In the 1960s the Department of Defense put in place the Planning, Programming, and Budgeting system as its mechanism for allocating scarce resources. In 2003 DoD added "execution" to the name of the system, making it the Planning, Programming, Budgeting and Execution (PPBE) system. Despite the new name, critics have asserted that the "E" in PPBE is essentially silent. DoD, they argue, does not systematically manage the execution of its funds.

The truth is more complicated, at least based on my 12 years of experience running Air Force and later DoD-wide finances. In my view the "E" in PPBE is not silent, but sometimes it only whispers.

There will soon be an opportunity to do better. In February 2017 current law requires that DoD establish a new under secretary for business management and information. Improving execution management should be one focus for the new office.

In some cases, the new under secretary will find that DoD manages financial execution well. The department carefully manages its funds to ensure that they are spent as Congress directs in law. Many parts of the DoD establishment, especially those performing business-related activities, maintain quantitative performance measures that can be compared to dollars spent. For example, personnel managers establish numerical targets for recruiting and retention and routinely measure their success in meeting goals. The acquisition community maintains a wide range of quantitative measures relating to the success of weapons programs. Many defense agencies also collect performance information.

Sometimes DoD uses cost and performance measures in deciding how to formulate budgets. In recent years, for example, the department slowed the growth in military compensation to free up funds for training and modernization. Decisions relied in part on benchmarks and analyses that suggest how much military personnel must be paid in order to meet recruiting and retention goals. Similarly, many budgetary decisions about weapons systems are made, at least in part, based on comparisons of costs and quantitative measures of performance.

But often DoD does not allocate resources based on comparison of quantitative performance measures and costs, and the department does not systematically review spending to determine value received for dollars spent. This occurs in part because of measurement problems. Ultimately DoD's mission is to deter wars and, if necessary, fight and win them. Progress toward this broad goal, and many other defense goals, cannot be credibly measured in numerical terms.

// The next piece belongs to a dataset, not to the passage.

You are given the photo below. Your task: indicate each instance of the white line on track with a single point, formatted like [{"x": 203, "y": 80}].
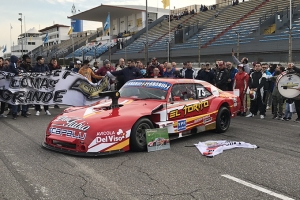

But DoD can do better. Specifically, the new Under Secretary can take several steps to improve execution management:

  • Introduce a cost allocation system to facilitate comparisons across organizations

Today DoD manages based on budgets, as it must because that is how Congress makes funds available. But the department often does not collect and then use data on actual spending. Working closely with the comptroller community and other stakeholders, the new under secretary should help DoD collect and compare cost data across its bases, installations, and agencies with a focus on business-type activities such as warehousing and supplying parts, maintaining buildings, carrying out administrative functions, and accomplishing grounds maintenance. Sometimes comparisons will be hard to interpret because of differing missions, but other comparisons will identify opportunities to improve efficiency.

The new under secretary should avoid creating a large new cost-accounting system that will take years and billions of dollars to install. Instead, the office should focus on activities where the information already exists or can be created through allocations of existing cost data. The fidelity of those data should be improved by ongoing audit efforts. The current DoD management office, which will be transferred under the new under secretary's purview, has begun working to design a cost-allocation system.

The new under secretary should also:

  • Begin comparing costs to performance measures across organizations, starting with those business-type activities where cost and performance can be credibly measured.
  • Help DoD increase its knowledge about how performance measures are affected by spending more or less. For example, the department knows a lot about how military personnel react to pay changes but very little about how civilian employees react.

The new under secretary can succeed in improving financial execution only if DoD's most senior leaders support the effort. Congress also needs to help. Congress should start by ending the budgetary turmoil that has gripped the federal government in recent years and siphoned away senior-management time needed to achieve long-term improvements such as better financial execution.

With senior support and a focus by the new under secretary, the "E" in PPBE can gain a stronger and more helpful voice.

The Honorable Robert Hale is currently a Fellow at Booz Allen Hamilton. He served as the DoD comptroller from 2009 to 2014 and as Air Force comptroller from 1994 to 2001.